In the Big Horn Basin northeastern Wyoming, there are several different fields that have been stimulated with a variety of techniques and fracturing fluids. An operator in the Big Horn basin has recently been using a polymer-free viscoelastic surfactant-based fracturing fluid that is compatible with carbon dioxide (CO2). For the two applications referenced on this paper, foam with high foam quality (70% quality) was used, where foam quality refers to the percentage ratio of CO2 over the total foamed fluid volume. With such high qualities, the amount of water used is minimized as well as potential problems associated with clays swelling and change in relative permeability. An additional benefit of CO2-based fluid is that it provides a weak acidic (low pH) environment that prevents even further common problems associated with clay swelling. The negative effects of using higher pH fluids in the Frontier formation in the Big Horn Basin can be found in references such as SPE paper by Lehman et al.

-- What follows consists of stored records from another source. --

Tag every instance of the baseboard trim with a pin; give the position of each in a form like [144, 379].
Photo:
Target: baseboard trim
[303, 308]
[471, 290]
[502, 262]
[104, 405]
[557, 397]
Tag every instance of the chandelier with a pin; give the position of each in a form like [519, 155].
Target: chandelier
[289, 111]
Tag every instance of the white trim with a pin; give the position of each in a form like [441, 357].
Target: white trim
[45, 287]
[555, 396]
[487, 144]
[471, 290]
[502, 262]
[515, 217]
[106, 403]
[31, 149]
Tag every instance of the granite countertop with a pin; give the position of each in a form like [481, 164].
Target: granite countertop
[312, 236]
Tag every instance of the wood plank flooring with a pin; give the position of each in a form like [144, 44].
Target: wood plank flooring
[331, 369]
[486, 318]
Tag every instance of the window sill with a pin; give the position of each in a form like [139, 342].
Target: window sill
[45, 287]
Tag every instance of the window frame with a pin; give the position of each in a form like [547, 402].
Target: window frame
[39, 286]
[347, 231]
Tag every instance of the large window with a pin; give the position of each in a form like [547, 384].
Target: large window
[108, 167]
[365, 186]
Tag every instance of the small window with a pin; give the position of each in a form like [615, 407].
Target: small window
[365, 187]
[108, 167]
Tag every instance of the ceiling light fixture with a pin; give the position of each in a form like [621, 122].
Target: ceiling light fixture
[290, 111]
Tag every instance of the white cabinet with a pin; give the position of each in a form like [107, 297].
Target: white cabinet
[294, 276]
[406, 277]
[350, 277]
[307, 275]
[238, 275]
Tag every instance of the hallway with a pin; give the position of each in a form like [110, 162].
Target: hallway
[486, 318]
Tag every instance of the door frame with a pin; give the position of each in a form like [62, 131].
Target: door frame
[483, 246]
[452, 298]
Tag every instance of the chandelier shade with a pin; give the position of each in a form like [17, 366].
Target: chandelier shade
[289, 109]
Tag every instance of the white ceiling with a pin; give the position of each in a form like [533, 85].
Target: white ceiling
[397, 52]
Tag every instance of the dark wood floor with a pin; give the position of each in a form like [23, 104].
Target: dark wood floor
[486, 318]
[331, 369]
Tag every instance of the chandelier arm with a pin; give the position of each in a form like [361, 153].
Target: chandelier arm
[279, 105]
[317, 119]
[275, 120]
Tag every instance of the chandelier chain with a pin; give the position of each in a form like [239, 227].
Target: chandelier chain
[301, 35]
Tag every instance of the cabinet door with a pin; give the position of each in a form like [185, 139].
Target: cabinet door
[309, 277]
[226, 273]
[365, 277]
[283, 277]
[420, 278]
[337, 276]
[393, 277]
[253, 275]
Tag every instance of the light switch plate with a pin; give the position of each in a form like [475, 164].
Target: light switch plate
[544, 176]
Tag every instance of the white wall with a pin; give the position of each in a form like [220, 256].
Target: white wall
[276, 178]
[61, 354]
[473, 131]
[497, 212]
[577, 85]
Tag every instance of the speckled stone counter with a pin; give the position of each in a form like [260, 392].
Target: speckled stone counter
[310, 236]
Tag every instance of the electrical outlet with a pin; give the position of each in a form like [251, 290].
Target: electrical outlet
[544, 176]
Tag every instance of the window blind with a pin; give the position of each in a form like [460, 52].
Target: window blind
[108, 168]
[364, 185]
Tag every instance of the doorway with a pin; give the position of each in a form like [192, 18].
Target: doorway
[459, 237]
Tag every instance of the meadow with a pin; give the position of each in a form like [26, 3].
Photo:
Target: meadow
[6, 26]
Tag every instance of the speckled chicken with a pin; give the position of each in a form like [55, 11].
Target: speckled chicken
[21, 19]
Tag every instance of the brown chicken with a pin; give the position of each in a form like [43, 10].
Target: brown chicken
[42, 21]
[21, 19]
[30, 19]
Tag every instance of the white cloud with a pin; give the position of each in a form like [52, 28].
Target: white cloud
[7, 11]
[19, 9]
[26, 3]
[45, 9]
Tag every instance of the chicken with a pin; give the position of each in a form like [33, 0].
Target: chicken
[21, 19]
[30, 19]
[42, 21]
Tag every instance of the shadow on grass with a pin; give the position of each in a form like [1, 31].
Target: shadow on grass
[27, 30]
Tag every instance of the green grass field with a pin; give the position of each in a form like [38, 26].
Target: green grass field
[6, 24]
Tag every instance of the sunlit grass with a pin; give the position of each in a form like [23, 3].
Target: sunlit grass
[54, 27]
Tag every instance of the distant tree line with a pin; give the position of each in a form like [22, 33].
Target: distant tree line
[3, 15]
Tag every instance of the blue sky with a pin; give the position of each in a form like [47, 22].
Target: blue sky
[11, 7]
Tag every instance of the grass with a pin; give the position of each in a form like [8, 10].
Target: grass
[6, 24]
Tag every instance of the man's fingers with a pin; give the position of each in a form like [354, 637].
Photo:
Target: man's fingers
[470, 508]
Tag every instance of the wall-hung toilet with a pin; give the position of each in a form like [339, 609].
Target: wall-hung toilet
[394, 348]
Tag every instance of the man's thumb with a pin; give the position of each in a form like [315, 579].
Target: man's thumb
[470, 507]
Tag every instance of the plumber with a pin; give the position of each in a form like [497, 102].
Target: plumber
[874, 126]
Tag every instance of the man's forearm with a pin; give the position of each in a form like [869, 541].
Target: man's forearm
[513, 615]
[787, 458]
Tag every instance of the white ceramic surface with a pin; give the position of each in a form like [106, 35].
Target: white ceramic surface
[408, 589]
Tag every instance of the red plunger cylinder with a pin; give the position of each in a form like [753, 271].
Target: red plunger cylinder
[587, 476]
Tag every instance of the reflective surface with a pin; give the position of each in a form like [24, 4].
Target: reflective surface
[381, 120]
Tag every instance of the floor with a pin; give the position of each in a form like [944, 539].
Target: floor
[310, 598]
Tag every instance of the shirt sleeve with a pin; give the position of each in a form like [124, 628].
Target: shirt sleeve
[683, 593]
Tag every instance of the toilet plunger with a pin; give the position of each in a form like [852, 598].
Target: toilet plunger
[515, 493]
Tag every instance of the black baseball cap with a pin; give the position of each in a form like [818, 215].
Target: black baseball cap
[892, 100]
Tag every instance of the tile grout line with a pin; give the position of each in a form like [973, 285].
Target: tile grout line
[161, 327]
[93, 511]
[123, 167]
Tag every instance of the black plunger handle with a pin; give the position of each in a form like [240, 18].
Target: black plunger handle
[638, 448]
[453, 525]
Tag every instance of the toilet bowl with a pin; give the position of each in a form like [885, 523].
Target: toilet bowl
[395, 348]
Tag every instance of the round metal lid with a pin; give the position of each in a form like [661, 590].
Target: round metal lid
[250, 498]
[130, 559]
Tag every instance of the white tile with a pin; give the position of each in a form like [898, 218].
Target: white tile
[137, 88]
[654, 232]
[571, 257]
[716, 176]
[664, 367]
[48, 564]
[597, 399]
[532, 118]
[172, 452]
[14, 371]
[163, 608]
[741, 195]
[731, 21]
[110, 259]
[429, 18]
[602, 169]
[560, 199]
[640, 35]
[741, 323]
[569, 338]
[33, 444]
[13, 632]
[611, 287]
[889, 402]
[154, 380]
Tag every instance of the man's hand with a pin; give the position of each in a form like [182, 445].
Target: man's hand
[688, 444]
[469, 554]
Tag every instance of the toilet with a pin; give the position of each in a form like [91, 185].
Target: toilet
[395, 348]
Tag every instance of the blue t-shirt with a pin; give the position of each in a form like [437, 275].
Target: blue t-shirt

Case studies of two wells are presented on this paper. On the first well, after a pressure build up on the Muddy Formation that showed lower than expected reservoir pressure and permeability, it was decided to fracture stimulate only the first Frontier formation, and, as a result of the stimulation, the well is producing on average 1,100 Mscf/day. On the second well, reservoir characterization was fundamental to select the best stimulation practice, considering the fact that this well was a direct offset form a well drilled and completed in 1993. Accordingly, the operator opted to run a dipole sonic imaging tool to have a better estimation of critical rock mechanics properties like Young's Modulus, Poisson's Ratio and "in-situ?? stress. An additional benefit from such log is the stress profile, which is one of the most important parameters to estimate fracture height growth. Additionally, since the four Frontiers members were clearly identified, a wireline pressure tool was used to take several pressures points across different members. As a result of this improved characterization, the second Frontier formation was skipped from any stimulation, and two stages were performed, the first one combining the third and fourth Frontier and the second stage targeting only the first Frontier. Radioactive tracers ( RA ) were used on the first stage. The well has been producing on average 670 Mscf/day over the last 4 months, and two temperature logs have been run to identify what zones are producing. In summary, most production is coming from the third and fourth members of the Frontier.
Finally, a production simulator is used to history match well production for each case using the fracture and reservoir properties measured or calculated after a fracturing pressure matching.